時間が近いので、田中まで切符を買った。券売機のあたりには、「サマーウォーズ」と「あの夏で待ってる」のポスターが大量に貼られている。前者は上田、後者は小諸を舞台にしたアニメらしく、観光客を呼び込もうとしているようだ。当然、記念乗車券もある。
さて、電車に乗り込んだ。そこそこの人入り。灰色に赤という奇妙な塗装だったのにも驚いたが、整理券が無かったのにも驚いた。数少ない無人駅では、駅に乗車証明を出す機械があるらしい。
電車は小諸を経由して、田中に着いた。田中駅なんて日本にいくつもありそうだが、実はここだけ。越後田中(飯山線)とか田中口(和歌山電鉄貴志川線)はあるけども。木造駅舎の周辺には小さい電気屋やFM局などが有った。道路はかなりきれいである。補助金でも降りたのだろうか。
ここから海野宿を目指す。なお、海野宿はwikipediaに「田中駅から10分」とあるが、駅前の看板だと18分である。実際このくらい掛かった。元々、海野宿は田中宿の付属品のようなものだったが、1742年の洪水で田中宿が被害を受けたので、本陣が海野宿に移ったという。海野宿までの田中宿も古い建造物はそこそこある。しかし、海野と違って補助金が無いので、壁が崩れかけているなどの損壊が見られる。進んでいくと海野宿への古びた地図看板があるが、未だに信越本線になっている。
海野に着くと、入り口に白鳥神社があった。ここは海野氏の先祖を祀っており、海野氏が建てた本殿があった。また、木曽義仲が挙兵して軍勢を集めたのもここらしい。ここは参拝だけして出た。

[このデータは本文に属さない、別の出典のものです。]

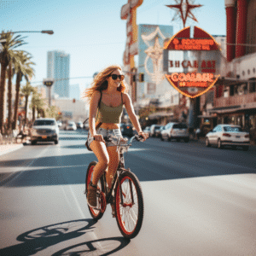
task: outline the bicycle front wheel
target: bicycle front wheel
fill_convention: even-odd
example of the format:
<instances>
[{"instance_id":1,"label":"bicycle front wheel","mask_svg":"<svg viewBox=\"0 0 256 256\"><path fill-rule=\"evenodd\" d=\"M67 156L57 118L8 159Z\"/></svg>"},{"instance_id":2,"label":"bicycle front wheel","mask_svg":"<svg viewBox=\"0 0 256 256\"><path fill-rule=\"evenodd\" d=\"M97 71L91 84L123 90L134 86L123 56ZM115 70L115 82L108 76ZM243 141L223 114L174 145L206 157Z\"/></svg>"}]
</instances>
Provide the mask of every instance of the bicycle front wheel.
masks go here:
<instances>
[{"instance_id":1,"label":"bicycle front wheel","mask_svg":"<svg viewBox=\"0 0 256 256\"><path fill-rule=\"evenodd\" d=\"M137 176L125 172L119 177L115 191L116 220L125 238L134 238L141 230L144 204L143 191Z\"/></svg>"},{"instance_id":2,"label":"bicycle front wheel","mask_svg":"<svg viewBox=\"0 0 256 256\"><path fill-rule=\"evenodd\" d=\"M90 181L92 181L93 177L93 171L95 166L97 164L96 161L92 161L90 163L88 168L87 168L87 173L86 173L86 178L85 178L85 194L87 195L87 190L89 187L89 183ZM100 178L97 183L97 208L91 208L88 206L89 212L91 215L91 217L95 220L100 219L106 210L107 203L106 203L106 196L105 194L102 192L103 188L103 178L102 177Z\"/></svg>"}]
</instances>

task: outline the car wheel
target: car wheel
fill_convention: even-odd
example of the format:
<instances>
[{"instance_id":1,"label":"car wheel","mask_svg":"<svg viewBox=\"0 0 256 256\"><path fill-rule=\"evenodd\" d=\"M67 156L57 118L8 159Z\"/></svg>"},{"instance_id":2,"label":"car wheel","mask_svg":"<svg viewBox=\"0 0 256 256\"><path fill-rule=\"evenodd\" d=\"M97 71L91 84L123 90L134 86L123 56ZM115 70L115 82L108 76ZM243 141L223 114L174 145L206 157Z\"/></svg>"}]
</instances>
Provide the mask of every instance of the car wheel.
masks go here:
<instances>
[{"instance_id":1,"label":"car wheel","mask_svg":"<svg viewBox=\"0 0 256 256\"><path fill-rule=\"evenodd\" d=\"M211 144L209 143L209 139L207 137L206 139L206 145L207 145L207 147L211 147Z\"/></svg>"},{"instance_id":2,"label":"car wheel","mask_svg":"<svg viewBox=\"0 0 256 256\"><path fill-rule=\"evenodd\" d=\"M248 149L249 149L249 146L243 146L242 147L243 151L248 151Z\"/></svg>"},{"instance_id":3,"label":"car wheel","mask_svg":"<svg viewBox=\"0 0 256 256\"><path fill-rule=\"evenodd\" d=\"M220 138L218 140L218 148L220 148L220 149L223 148L223 145L222 145L222 143L221 143Z\"/></svg>"}]
</instances>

海野宿の本通りに入ると、入り口にお土産屋が有った。また、旅館や飲食店など色々営業しており、意外と賑わっている。住民向けの食料品店は無かったが、家の前に野菜を置いて、観光客向けの無人販売所としている家は幾つかあった。
伝統的建造物の残存率は高く、空気を読んでいないのは一軒しか記憶にない。また、宿場衰退後に養蚕を始めた家が多く、屋根の上に換気用の窓がある小さい屋根を付けている家も多かった。このような、歴史を踏まえた地域の特色というものは非常に好きである。
この宿場の最大の特色は道の形態であろう。田中宿側から見て左側にだけ歩道が有り、右側は一車線の車道である。そして、歩道と車道を分離するように水路と植え込みの列がある。これは独特なんじゃないか。ただ、左側の住民は良いだろうけども、右側の住民はどうなんだろうか。

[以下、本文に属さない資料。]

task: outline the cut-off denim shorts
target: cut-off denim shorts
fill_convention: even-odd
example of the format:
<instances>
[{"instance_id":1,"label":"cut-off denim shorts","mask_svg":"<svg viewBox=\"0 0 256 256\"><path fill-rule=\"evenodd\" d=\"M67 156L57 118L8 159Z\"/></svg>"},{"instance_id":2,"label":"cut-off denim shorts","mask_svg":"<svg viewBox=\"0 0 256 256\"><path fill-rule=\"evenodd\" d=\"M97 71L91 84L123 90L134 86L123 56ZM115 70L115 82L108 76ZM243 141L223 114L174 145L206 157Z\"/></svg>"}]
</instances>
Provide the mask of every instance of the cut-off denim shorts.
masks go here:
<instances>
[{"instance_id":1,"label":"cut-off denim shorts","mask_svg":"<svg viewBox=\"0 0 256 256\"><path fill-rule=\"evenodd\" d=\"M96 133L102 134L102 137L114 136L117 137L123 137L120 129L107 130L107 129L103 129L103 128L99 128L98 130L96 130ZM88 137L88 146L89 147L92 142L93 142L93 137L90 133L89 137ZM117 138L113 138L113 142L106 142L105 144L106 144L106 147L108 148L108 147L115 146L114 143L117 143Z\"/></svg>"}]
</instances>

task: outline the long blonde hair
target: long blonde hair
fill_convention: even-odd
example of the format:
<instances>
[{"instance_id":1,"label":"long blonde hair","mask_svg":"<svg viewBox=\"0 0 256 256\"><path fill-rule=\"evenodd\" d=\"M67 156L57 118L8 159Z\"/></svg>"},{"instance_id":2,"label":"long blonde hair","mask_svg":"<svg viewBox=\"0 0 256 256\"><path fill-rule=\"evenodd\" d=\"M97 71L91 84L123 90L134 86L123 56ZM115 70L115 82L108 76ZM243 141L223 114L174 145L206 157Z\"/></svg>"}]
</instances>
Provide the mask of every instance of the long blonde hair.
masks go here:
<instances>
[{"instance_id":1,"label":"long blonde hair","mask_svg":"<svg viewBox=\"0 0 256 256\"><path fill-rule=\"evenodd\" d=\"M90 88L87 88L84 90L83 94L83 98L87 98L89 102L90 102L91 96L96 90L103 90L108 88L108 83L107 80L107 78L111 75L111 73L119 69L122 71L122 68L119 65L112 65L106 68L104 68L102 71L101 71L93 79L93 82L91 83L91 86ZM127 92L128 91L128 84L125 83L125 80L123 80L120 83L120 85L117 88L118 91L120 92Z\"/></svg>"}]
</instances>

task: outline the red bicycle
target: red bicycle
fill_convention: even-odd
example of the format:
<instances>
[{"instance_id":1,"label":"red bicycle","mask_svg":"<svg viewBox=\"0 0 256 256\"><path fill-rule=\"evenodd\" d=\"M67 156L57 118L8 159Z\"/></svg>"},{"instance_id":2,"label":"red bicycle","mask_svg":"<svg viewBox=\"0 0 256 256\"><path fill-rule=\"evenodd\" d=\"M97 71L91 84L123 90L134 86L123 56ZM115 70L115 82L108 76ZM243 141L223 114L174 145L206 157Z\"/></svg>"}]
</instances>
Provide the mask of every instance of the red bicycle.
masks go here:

また、しゃもじを玄関の上に貼っている家が有った。民俗学の本で「近畿を中心に、老人が喜寿を迎えるとその名前を書いたしゃもじを近隣・親類に配る習慣がある」と呼んだことがあるので、それの関連だろうか。しかし、しゃもじに名前は書いていなかった。(かなり古そうな痛んだしゃもじなので消えただけかもしれないが)
時間もあるので、海野宿の反対に行ったところで駅へ引き返した。この時間になると車の観光客や宿泊者で割と賑わう。素材は素晴らしいので、アピールすれば人は来るんじゃないか。帰りに古びた鉄板の橋を渡ったら、へこんだ。怖い。また、コンクリの斜面をくりぬいた道祖神も見かけられた。
ここからは小諸に向かう。小諸では25分ほどあったので、小諸宿本陣だけは見ることに。小諸駅は駅前が低い所にあり、商店街が上り坂である。あまり見たことのない光景だ。また、ここは新幹線開通で東京からの特急が来なくなったこともあり、割と寂れている印象だった。最近アニメの舞台になったのでそれを売りにしているが、サマーウォーズを観光に活用している上田ほど上手くはいっていないようだ。
本陣までの途中、大手門跡はあったがスルーした。そして5分ほどで本陣に着く。本陣周辺は景観整備したようだ。本陣は表現が難しいが、非常に面白い外見である。街道沿いに見られた問屋場建築というらしく、残存例は小諸と醒ヶ井のみのようだ。しかし、老朽化のせいで内部は見学不可である。工事はしているらしい。
本陣周辺にも数軒昭和前期以前の建築が有り、そちらも立派である。(写真のレストラン兼土産屋は昭和中期以降かもしれない。右は製材業者の事務所。)
さて、小諸駅は意外なことにコンビニ形態の店がない。(駅前にすらない)KIOSKはあるが、ホームにあるような、商品が並べてある奥におばさんが立っているものであり、品数が少ない。しかし、地元のおばあさんが駅舎内に長机を並べて手作り製品を売っていた。これはこれでよいのだが、コンビニが無いのは不便だろうに。なお、ホームに「切符は正しく買おう」というアンパンマンの巨大な絵があるのだが、現在はポスターを大量に貼られている。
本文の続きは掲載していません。